Twelve of 34 Chinese provinces have set targets that would lower consumption of the fuel by 655 million metric tons by the end of the decade, the environmental campaign group said today. That would reduce CO2 emissions by 1,300 million tons by 2020, according to Li Shuo, a policy officer at Greenpeace.

“We’re seeing the end of China’s coal boom,” Li told reporters in Berlin. The country may help to limit warming to no more than 2 degrees Celsius (3.6 degrees Fahrenheit), a barrier deemed crucial by climate scientists, acting as a “game-changer” for efforts to limit global warming, he said.

While about half of global CO2 emissions growth in the past decade came from coal consumption in China, the country’s use of the fuel is already tapering off, Li said. Consumption grew 2.6 percent last year, down from 9.4 percent in 2011, he said.

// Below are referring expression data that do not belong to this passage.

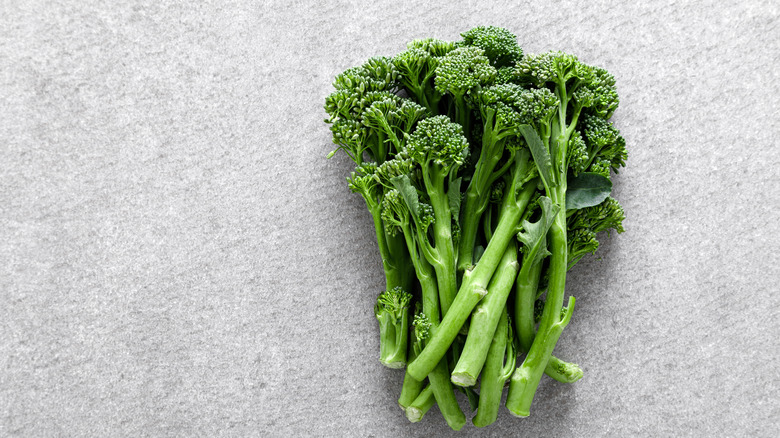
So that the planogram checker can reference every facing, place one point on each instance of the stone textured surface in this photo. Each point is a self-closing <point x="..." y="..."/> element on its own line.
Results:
<point x="179" y="259"/>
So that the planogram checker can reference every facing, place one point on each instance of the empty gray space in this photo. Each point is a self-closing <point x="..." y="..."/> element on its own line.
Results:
<point x="178" y="258"/>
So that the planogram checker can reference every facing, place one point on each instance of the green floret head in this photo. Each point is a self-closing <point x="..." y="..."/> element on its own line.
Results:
<point x="350" y="136"/>
<point x="392" y="312"/>
<point x="440" y="141"/>
<point x="342" y="104"/>
<point x="395" y="213"/>
<point x="433" y="46"/>
<point x="401" y="164"/>
<point x="364" y="182"/>
<point x="537" y="106"/>
<point x="585" y="223"/>
<point x="507" y="102"/>
<point x="377" y="74"/>
<point x="411" y="62"/>
<point x="604" y="141"/>
<point x="599" y="93"/>
<point x="382" y="109"/>
<point x="569" y="372"/>
<point x="499" y="44"/>
<point x="551" y="67"/>
<point x="463" y="70"/>
<point x="505" y="75"/>
<point x="600" y="166"/>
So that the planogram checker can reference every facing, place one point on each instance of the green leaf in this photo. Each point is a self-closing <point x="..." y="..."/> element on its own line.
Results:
<point x="586" y="190"/>
<point x="540" y="153"/>
<point x="403" y="184"/>
<point x="453" y="194"/>
<point x="534" y="235"/>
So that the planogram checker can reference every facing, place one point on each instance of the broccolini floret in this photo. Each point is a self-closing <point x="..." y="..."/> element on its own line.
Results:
<point x="392" y="312"/>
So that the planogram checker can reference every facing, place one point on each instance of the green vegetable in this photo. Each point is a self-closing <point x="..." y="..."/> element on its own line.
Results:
<point x="487" y="174"/>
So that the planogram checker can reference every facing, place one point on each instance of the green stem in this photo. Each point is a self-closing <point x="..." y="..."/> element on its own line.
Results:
<point x="474" y="285"/>
<point x="462" y="114"/>
<point x="525" y="380"/>
<point x="485" y="319"/>
<point x="446" y="273"/>
<point x="411" y="387"/>
<point x="475" y="197"/>
<point x="438" y="378"/>
<point x="492" y="383"/>
<point x="525" y="296"/>
<point x="422" y="404"/>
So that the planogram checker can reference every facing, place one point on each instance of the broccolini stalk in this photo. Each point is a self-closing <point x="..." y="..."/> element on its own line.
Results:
<point x="499" y="365"/>
<point x="422" y="404"/>
<point x="502" y="109"/>
<point x="440" y="148"/>
<point x="395" y="258"/>
<point x="485" y="319"/>
<point x="576" y="86"/>
<point x="521" y="185"/>
<point x="392" y="312"/>
<point x="460" y="73"/>
<point x="525" y="324"/>
<point x="413" y="222"/>
<point x="367" y="118"/>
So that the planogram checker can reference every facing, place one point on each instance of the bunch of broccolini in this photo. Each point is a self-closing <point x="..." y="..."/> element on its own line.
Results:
<point x="487" y="174"/>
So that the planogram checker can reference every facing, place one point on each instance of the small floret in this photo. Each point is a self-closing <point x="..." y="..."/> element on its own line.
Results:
<point x="435" y="47"/>
<point x="463" y="70"/>
<point x="377" y="74"/>
<point x="585" y="223"/>
<point x="604" y="141"/>
<point x="392" y="312"/>
<point x="438" y="141"/>
<point x="499" y="44"/>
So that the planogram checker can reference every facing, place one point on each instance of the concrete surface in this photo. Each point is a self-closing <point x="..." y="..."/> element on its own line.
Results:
<point x="177" y="258"/>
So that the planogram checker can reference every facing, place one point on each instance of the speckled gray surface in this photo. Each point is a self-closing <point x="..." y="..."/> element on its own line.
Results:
<point x="179" y="259"/>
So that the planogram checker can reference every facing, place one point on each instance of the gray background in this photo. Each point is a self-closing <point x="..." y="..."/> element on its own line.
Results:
<point x="177" y="257"/>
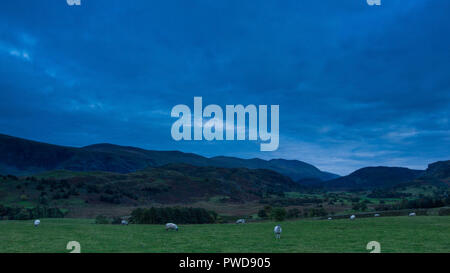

China has sought to cut air pollution that’s accompanied three decades of double-digit economic growth amid rising public concern that smog and environmental degradation are affecting the nation’s health and economy. The push to ditch coal may inject fresh momentum into United Nations talks over adopting an agreement on fighting climate change next year, Li said.

China was the top producer and importer of coal in 2012 and has built dozens of new coal-fired power plants in the past decade, according to the World Coal Association trade lobby.

The fuel, spewing out about twice the greenhouse gases as natural gas when burnt, generated 30.3 percent of the primary energy in 2011, the highest level since 1969, the World Coal Association industry lobby said. It was 29.9 percent last year.